One day he would learn how to laugh. He would drink juice from a
glass. He would learn how to whistle. Everything was new. Staring up at me, hearing my tired voice, he reached out his tiny hand. He knew me, even though he had never seen me before. And I knew him. He was the love I’d been trying to express my whole life.

When Daniel was two he developed a fever that lasted for three weeks. It was a devilish foe, relentless, jawbreaking. A swollen furnace that drugs could allay but not eradicate. Every day we hoped it would end, and every day his temperature would creep impossibly high again: 104, 105, 106. I was in my residency at the time, a young doctor with an untrained mind. Danny’s condition became my motivating force. I cornered colleagues and pored over medical journals. The longer the fever lasted, the worse were the scenarios I worked up in my head: leukemia, Epstein-Barr, meningitis. Ellen and I took Daniel to specialist after specialist. Doctors drew blood and looked in his ears and down his screaming throat. Danny was too young to understand what was happening, too young to accept that his parents were only trying to help, not in collusion with torturers. Thermometers were slipped into his rectum. Tongue depressors gagged him. Orderlies with clubby hands jammed him into cold imaging machines looking for shadows.

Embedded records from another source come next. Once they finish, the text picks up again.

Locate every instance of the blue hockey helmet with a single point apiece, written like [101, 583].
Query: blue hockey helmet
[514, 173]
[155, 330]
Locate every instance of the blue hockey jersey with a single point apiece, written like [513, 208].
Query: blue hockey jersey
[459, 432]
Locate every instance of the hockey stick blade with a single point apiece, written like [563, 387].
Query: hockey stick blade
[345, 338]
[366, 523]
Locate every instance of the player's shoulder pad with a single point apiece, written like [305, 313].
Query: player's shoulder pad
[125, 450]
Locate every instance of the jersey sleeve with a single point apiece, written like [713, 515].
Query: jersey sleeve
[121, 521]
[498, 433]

In the end, no diagnosis could be found to match the existing symptoms. One day the condition simply disappeared. The fever broke. Normalcy returned. His pediatrician chalked it up to the great mysteries of life. Ellen and I were just grateful it was over. And Daniel emerged from the experience seemingly unchanged. He ran and played and laughed as he always had. But now, in retrospect, the diagnostician in me began to wonder. Did this unexplained malady alter my son on some deeper, primal level? Did it affect some deep brain change, some chromosomal or chemical shift?

Because even as I was certain my son was innocent of murder, I could no longer avoid the conclusion that he was not what anyone would consider normal. At twenty, Daniel was a fleeting spirit, private to the point of reclusion. He was a gypsy, an escape artist who had detached himself from society, with all its rules of human contact.

If I had ever known him, truly known his hopes and dreams, his thoughts and emotions, that time had passed. His actions were now those of a stranger. They were symptoms of a larger condition—the condition of being Daniel—and I had to believe that if I could decode
those symptoms, deconstruct the choices he had made, the things he’d done and said, if I could recognize the pattern, then I would understand my son.

As a scientist I knew that this thing we call “personality” is really a combination of physical and psychological factors. Hormones drive us, genetics. We are a product of our chemical wiring—too little dopamine and you get depressed, too much and you can become schizophrenic. And because of this, in order to understand Daniel’s choices, I had to accept the hypothesis that some of those choices may have been made for him—that he was as much a victim of biology as an independent actor of his free will.